The cuisine of the Kashmiri Pandits is as rich in spices as it is, in its centuries-old history.
Nature has blessed the Kashmir valley with not just pristine beauty, but also a plethora of great food items that the Kashmiris enjoy. The first foods of the valley were the cuisine of Kashmiri Pandits until the valley got invaded in the 15th century by Taimur Shah Durrani. Since then, the food has been largely influenced by Persia, the Middle East and Afghanistan. The two major cuisine that developed in the region are wazwan, the Muslim style of cooking, and the hindu style of cooking called the pandit cuisine. Rista and Gushtaba are the first things that come to mind when people think of Kashmiri cuisine. For the uninitiated, Kashmiri Pandit cuisine is as rich in spices as it is in its centuries-old history. Although there are some similarities in the use of ingredients between wazwan and pandit cooking methods, there are significant distinctions as well. Onion, garlic, and fresh ginger are eschewed in Kashmiri Pandit cuisine. Sauf (fennel) powder, sonth (dry ginger), hing (asafetida), turmeric, curd, and a few whole spices are some of the components used in Kashmiri pandit kitchens. With all of the recipes, rice has always been the standard accompaniment.

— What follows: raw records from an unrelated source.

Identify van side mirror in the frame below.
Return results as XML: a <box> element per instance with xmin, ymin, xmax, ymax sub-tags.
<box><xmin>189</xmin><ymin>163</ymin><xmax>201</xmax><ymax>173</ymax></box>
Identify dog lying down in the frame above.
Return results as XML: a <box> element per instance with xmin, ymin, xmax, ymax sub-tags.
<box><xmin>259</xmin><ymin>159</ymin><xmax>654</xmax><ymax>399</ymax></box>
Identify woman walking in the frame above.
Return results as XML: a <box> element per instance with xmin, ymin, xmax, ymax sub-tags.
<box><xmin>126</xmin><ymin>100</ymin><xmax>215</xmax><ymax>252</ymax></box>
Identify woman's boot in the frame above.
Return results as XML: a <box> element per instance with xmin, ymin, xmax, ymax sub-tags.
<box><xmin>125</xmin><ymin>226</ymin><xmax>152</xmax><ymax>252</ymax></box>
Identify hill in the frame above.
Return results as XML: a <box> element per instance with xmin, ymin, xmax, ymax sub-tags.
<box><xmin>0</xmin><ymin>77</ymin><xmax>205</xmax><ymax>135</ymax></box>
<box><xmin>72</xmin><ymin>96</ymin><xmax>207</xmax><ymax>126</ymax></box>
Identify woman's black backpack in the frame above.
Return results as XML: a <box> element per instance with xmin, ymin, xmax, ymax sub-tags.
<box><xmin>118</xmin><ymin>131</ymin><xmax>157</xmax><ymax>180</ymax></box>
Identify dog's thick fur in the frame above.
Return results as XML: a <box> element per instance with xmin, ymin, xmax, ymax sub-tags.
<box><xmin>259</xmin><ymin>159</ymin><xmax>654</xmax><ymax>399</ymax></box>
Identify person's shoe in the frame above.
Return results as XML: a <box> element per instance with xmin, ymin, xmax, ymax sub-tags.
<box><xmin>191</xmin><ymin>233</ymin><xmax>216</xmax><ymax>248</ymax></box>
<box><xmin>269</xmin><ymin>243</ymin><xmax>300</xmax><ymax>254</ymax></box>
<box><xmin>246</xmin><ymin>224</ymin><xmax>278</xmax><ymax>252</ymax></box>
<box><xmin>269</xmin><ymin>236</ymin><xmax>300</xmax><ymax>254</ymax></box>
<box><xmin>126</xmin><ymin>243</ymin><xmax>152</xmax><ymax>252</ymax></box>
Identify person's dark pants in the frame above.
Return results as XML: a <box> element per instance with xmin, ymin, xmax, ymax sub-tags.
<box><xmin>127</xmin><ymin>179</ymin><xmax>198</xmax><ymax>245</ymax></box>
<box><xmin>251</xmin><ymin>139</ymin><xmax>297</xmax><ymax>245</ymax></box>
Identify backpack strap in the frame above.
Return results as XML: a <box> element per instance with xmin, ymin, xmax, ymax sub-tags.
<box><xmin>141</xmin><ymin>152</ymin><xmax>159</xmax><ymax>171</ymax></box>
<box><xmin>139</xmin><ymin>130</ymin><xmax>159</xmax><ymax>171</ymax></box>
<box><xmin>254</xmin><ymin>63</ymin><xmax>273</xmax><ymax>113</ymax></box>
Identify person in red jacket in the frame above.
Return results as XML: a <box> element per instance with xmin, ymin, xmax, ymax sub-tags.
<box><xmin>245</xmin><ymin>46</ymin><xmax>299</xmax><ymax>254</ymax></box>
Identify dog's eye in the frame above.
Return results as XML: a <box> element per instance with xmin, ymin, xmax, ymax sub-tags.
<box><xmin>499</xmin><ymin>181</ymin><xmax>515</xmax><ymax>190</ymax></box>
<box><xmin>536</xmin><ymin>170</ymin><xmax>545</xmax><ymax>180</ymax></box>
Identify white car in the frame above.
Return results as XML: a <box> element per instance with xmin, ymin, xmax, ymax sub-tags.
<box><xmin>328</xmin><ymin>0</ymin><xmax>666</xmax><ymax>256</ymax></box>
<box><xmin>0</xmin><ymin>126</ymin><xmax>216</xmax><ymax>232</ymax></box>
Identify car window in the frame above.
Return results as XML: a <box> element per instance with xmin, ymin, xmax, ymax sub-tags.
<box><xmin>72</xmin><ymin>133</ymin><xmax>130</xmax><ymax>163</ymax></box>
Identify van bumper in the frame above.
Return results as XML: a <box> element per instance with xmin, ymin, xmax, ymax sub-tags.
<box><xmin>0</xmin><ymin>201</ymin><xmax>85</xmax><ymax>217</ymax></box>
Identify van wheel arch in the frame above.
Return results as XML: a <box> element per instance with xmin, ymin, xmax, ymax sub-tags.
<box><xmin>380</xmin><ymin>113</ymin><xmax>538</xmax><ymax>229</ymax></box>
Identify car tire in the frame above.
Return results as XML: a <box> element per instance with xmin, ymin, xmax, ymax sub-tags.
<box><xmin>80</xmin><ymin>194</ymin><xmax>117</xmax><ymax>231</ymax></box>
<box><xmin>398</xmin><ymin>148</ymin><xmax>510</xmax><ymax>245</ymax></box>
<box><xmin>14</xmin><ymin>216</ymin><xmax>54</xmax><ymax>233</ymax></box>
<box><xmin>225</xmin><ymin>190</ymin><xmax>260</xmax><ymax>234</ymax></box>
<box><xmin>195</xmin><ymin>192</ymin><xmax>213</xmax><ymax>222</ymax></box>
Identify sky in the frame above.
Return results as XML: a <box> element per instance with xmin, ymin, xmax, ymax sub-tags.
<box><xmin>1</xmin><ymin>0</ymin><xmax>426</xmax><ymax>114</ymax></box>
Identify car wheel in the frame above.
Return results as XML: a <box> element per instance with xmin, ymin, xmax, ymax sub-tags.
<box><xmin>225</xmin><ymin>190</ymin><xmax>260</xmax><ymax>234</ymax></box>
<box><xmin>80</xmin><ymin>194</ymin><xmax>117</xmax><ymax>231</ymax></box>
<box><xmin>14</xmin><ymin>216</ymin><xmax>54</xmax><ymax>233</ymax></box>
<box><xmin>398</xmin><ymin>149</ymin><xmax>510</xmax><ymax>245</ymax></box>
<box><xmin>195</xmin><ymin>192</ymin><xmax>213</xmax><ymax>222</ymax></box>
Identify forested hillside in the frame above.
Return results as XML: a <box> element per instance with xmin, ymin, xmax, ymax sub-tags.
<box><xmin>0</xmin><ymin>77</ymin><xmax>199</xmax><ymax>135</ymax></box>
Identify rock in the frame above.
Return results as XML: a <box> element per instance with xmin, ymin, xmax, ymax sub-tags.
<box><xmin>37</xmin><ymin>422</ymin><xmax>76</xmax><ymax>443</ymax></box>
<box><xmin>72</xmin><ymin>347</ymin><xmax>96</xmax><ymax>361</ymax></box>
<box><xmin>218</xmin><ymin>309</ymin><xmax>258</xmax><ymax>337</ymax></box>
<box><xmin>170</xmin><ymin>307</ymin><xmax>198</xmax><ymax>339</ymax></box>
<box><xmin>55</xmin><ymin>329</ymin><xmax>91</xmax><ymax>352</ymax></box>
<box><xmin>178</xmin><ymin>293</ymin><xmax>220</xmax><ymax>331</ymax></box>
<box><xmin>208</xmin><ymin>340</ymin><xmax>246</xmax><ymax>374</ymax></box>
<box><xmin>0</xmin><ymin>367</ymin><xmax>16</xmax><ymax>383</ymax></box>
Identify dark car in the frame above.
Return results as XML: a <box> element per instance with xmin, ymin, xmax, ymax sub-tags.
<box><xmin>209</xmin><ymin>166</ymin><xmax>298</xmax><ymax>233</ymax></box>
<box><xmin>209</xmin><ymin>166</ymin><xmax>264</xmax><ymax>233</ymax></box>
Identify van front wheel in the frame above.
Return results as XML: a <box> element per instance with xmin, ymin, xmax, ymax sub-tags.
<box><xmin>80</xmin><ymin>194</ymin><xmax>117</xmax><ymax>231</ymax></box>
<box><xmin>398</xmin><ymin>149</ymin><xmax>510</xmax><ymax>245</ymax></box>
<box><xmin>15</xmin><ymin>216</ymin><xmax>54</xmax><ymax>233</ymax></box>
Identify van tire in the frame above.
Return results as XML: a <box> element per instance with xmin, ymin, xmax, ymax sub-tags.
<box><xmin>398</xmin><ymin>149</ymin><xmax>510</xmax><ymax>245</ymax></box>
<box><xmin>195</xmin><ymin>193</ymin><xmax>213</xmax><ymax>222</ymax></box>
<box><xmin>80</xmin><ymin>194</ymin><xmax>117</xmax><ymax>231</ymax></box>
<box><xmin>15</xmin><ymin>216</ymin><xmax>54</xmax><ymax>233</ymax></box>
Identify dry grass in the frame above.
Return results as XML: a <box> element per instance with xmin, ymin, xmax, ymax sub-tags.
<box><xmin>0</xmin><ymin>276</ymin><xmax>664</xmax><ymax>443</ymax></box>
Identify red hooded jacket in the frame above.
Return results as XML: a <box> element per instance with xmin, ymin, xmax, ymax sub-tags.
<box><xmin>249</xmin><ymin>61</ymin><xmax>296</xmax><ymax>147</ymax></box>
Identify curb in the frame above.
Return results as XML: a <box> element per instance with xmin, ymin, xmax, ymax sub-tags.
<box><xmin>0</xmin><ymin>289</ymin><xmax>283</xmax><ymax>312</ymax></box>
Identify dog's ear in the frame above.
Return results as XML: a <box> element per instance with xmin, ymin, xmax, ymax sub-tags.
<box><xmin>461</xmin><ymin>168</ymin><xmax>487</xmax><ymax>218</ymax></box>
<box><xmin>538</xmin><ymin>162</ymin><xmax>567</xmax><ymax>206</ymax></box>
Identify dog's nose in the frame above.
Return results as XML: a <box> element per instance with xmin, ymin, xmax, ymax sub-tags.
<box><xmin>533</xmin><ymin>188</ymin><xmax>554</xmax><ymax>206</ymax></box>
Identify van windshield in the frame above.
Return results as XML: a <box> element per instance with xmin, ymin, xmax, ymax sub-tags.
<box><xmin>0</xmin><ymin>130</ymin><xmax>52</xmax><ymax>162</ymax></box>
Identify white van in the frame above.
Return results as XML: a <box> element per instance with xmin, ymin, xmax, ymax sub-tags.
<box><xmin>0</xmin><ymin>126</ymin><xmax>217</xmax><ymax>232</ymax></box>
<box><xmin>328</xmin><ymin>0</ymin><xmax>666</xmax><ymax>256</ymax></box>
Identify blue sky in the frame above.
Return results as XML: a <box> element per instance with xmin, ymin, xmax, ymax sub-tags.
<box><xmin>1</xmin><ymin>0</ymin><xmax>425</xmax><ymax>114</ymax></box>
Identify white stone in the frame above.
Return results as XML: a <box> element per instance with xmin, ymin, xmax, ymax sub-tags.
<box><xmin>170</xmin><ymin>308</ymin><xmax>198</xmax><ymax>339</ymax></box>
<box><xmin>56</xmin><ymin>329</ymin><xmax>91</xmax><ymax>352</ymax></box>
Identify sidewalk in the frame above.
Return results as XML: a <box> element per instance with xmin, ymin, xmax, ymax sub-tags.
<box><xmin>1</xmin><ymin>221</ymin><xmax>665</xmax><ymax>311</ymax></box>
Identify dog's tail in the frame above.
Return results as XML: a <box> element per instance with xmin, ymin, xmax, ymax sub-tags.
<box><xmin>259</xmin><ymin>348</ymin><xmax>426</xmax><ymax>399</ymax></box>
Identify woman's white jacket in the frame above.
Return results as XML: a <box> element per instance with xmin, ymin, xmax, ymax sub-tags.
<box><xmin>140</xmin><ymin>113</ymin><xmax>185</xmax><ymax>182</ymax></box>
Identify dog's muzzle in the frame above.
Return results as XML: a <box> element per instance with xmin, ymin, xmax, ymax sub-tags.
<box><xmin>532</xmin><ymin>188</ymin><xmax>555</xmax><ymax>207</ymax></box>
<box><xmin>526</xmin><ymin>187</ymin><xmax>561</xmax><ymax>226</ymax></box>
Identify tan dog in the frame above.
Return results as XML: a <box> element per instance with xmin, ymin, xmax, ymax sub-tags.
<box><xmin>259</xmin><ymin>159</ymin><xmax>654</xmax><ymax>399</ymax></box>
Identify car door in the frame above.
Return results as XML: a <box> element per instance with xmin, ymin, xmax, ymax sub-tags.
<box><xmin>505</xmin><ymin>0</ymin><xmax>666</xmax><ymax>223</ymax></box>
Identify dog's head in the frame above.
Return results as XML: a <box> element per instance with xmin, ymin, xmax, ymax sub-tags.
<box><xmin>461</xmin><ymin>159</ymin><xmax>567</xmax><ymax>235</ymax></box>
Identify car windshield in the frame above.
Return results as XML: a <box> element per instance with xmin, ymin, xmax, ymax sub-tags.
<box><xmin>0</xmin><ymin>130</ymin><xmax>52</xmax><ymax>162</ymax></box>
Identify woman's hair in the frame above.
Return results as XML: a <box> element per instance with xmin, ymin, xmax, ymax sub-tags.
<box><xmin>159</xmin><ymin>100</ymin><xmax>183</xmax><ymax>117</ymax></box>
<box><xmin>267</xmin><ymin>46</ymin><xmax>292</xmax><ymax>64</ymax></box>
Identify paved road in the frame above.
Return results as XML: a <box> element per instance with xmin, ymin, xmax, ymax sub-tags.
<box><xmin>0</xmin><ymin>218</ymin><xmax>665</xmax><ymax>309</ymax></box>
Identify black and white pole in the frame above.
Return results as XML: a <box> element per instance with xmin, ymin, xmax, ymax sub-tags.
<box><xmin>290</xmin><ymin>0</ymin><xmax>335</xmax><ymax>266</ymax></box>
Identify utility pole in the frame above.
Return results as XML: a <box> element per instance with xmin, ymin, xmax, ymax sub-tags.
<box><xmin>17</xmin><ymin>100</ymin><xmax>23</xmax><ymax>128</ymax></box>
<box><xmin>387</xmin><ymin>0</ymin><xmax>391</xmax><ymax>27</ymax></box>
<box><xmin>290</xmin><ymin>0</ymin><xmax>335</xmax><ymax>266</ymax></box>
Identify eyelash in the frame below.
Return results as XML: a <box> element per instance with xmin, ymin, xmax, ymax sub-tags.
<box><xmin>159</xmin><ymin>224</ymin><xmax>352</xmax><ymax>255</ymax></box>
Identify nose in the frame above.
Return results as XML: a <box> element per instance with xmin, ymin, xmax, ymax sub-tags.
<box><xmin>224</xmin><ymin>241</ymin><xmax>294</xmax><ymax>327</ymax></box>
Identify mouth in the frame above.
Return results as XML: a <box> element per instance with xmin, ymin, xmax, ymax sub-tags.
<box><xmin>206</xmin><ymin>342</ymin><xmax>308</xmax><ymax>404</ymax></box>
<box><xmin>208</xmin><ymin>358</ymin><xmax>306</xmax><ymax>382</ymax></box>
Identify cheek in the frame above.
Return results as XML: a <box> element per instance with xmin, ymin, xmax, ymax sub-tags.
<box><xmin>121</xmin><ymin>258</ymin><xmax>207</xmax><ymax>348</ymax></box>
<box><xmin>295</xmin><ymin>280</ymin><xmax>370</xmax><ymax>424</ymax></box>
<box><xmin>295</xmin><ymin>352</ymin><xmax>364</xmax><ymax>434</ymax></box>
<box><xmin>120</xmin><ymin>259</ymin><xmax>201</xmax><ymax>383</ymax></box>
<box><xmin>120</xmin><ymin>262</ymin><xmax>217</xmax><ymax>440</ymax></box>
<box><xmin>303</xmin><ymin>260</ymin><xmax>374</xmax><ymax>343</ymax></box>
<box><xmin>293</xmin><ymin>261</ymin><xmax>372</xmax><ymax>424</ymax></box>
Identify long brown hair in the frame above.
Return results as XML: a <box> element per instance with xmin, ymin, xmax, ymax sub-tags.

Kashmiris are tea lovers. The most popular beverage is noon chai, which is a pinkish-colored salted tea brewed with black tea leaves, soda bicarbonate, salt, and milk. Another popular choice is kahwah or mughal chai, a green tea with crushed almonds that is occasionally flavored with cardamom, cinnamon, or saffron. Different households prepare kahwah tea in slightly different ways.